After a series of cost analysis reports, however, the Air Force declared the program financially unfeasible. The program was shelved for nearly a decade until Mapes got his hands on the reported data and unearthed the dormant software.
“In 2003, I was given orders to go to the Air Force Research Laboratory at Wright-Patterson (AFB), Ohio, and conduct an extensive review on a paper related to spatial disorientation and flight into terrain,” Mapes explained. “In that paper, I found that there were real problems with the reported data, specifically on Auto-GCAS. So, I took their data, conducted my own research, analyzed the denominators, and realized I had a real case.”
He was asked to present his findings in 2004 and the next year he was sent to the Joint Safety Summit in Destin, Florida, to unveil a business case, which concluded that for every dollar spent on Auto-GCAS, the Air Force would preserve $65 in airframe acquisition.
Like Hughes, Mapes’ extensive research and lobbying finally gained recognition. The program’s “financially unfeasible” status had now been given an approval for software integration on select F-15s and F-16s that contained digital computers compatible with the Auto-GCAS software.

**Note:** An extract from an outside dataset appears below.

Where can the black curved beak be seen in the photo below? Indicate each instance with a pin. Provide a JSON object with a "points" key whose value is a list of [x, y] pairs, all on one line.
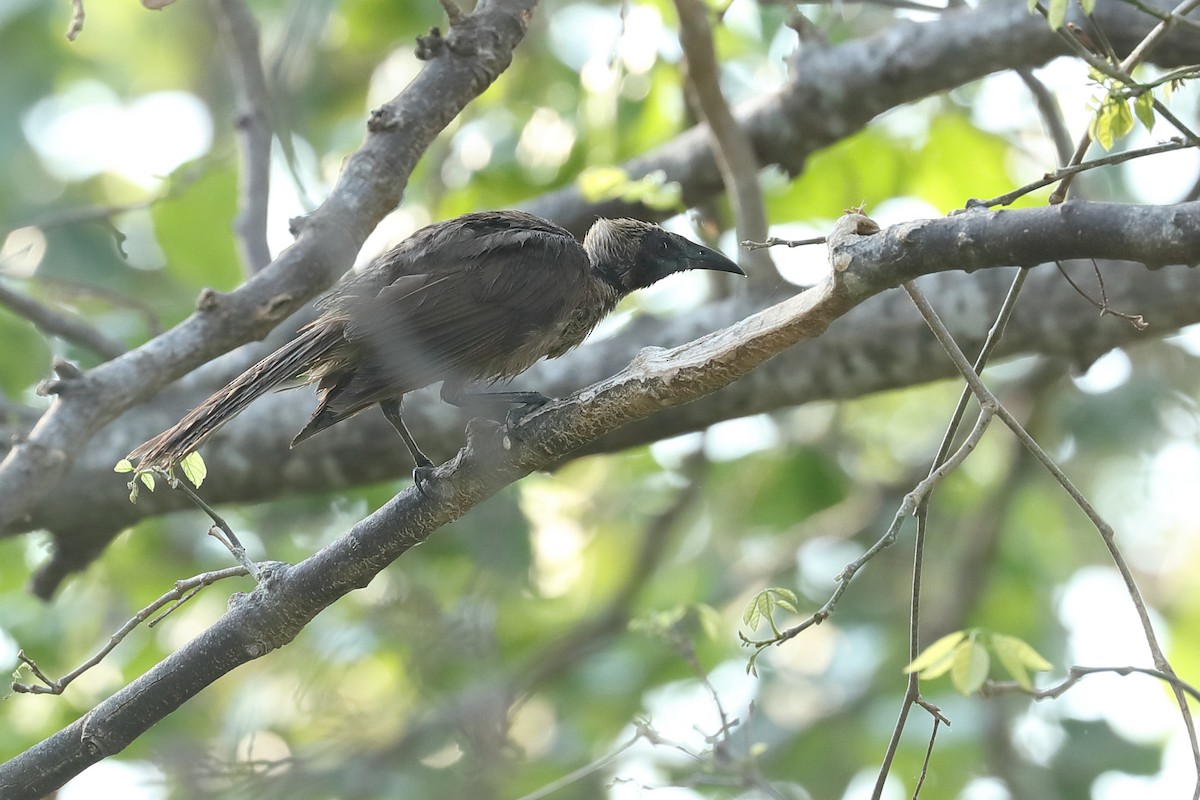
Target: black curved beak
{"points": [[705, 258]]}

By 2016, the anti-collision software was installed on more than 600 fighters, resulting in three confirmed reports that A-GCAS had saved both the pilot and aircraft. One of those saved was Capt. Dustin Cochlin, a seasoned F-16 pilot, who wrote the following in a report:
“A-GCAS has singlehandedly become the new paradigm for aviation safety in the 21st century. Within just the first few months following the AGCAS upgrade, we have already seen at least two F-16 A-GCAS saves — one of which was me. My unexpected A-GCAS recovery prompted me to aggressively recover my aircraft, directly saving both my life and the aircraft. A-GCAS worked as advertised and has allowed me the honor to write this letter. I will gladly shake the hands of the men and women who developed this life saving system if I ever meet them in person.”
Although Mapes retired from the Air Force in 2010, he remained steadfast in his pursuit to have ground collision avoidance software or hardware installed on every manned aircraft in the U.S. military. According to predictions based on historical accident rates, the Air Force expects that A-GCAS will save 10 lives, upward of 14 aircraft, and more than $530 million over the projected remaining service life of the F-16 inventory alone.
Because of the contributions made by pilot-physicians to improve the safety of the aviation community, the Air Force is actively looking toward the integration of technical-physicians in other high-demand Air Force specialty codes.
“The Pilot-Physician Program is expanding its reach to include other career fields such as remotely piloted aircraft operations,” Mueller said. “This is an important mission area that has many human integration issues.”
The 10 Air Force pilot-physicians deployed around the globe are diligently bridging the gap between man and machine. They continually push their bodies to their physiological limit to ensure the safety of the current and next generation of pilots. These selfless Airmen are not only benefitting the Air Force, but also the families of every pilot that climbs into the cockpit.